As they drew nearer to the shaft entrance there were obvious signs of a chaotic exit made by those at the mining camp. Pickaxes and shovels, both quite valuable implements to those whose livelihood was digging, had been strewn everywhere without thought for their care or whether or not their owners would be back to claim them. Bedrolls had been left behind and pawed over by scavengers, pots had been abandoned to boil away untended over long-dead fire pits, and carts had been left upended wherever they had wound up rolling to a halt along the short rail line out of the shaft.

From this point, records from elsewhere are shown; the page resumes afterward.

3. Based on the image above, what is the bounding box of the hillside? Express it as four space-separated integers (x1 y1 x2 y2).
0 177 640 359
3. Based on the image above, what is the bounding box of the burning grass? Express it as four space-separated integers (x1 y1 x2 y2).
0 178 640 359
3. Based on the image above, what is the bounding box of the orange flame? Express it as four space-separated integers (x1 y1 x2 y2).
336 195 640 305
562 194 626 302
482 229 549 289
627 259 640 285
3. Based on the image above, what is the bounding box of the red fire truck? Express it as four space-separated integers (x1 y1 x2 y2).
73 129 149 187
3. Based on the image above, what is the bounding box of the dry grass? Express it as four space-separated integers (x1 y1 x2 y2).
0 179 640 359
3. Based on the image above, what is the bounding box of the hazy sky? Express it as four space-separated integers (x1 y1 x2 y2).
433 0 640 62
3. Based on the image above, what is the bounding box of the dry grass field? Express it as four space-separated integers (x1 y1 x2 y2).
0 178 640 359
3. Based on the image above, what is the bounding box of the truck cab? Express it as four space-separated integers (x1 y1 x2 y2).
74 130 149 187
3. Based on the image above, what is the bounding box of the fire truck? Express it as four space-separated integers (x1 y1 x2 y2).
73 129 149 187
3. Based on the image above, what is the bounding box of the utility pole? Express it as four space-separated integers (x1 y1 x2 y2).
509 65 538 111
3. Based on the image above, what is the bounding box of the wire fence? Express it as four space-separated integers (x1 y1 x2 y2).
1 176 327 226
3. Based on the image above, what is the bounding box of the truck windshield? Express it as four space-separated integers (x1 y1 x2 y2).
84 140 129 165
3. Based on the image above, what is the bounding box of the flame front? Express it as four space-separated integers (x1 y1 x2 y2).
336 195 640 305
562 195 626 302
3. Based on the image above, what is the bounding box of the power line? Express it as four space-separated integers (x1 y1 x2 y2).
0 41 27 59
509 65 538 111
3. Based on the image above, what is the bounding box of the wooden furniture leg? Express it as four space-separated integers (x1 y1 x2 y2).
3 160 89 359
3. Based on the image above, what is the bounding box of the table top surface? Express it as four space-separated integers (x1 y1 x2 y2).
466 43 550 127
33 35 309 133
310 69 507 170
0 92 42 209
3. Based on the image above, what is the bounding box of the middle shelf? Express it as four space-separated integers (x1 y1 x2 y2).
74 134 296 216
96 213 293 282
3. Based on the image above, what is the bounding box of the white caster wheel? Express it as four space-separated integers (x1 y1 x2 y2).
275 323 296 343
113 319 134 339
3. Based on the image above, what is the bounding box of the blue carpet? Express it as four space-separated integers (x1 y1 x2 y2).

Akkali's nose prickled from the stink of the place. She had an inborn aversion to the unnatural and the mining camp was rife with the foul odor of espiri magics. It was an old reek, and none of the foul life-bending spells had been cast in the area for some time, but it was a lingering one, like a mold that spread unseen within the hollow walls of a damp house.

Off to her left she could see Tiernan visibly shudder in his saddle as though someone had run an icy finger across the back of his neck. “I think we just found where those corpses have been coming from.”

Drystan glanced over his shoulder towards her. “What say you?”

Hopping off the back of the man's horse she claimed her travel bag and slung it back over her shoulder the moment her feet hit the ground. “I find myself agreeing with the giant zealot.”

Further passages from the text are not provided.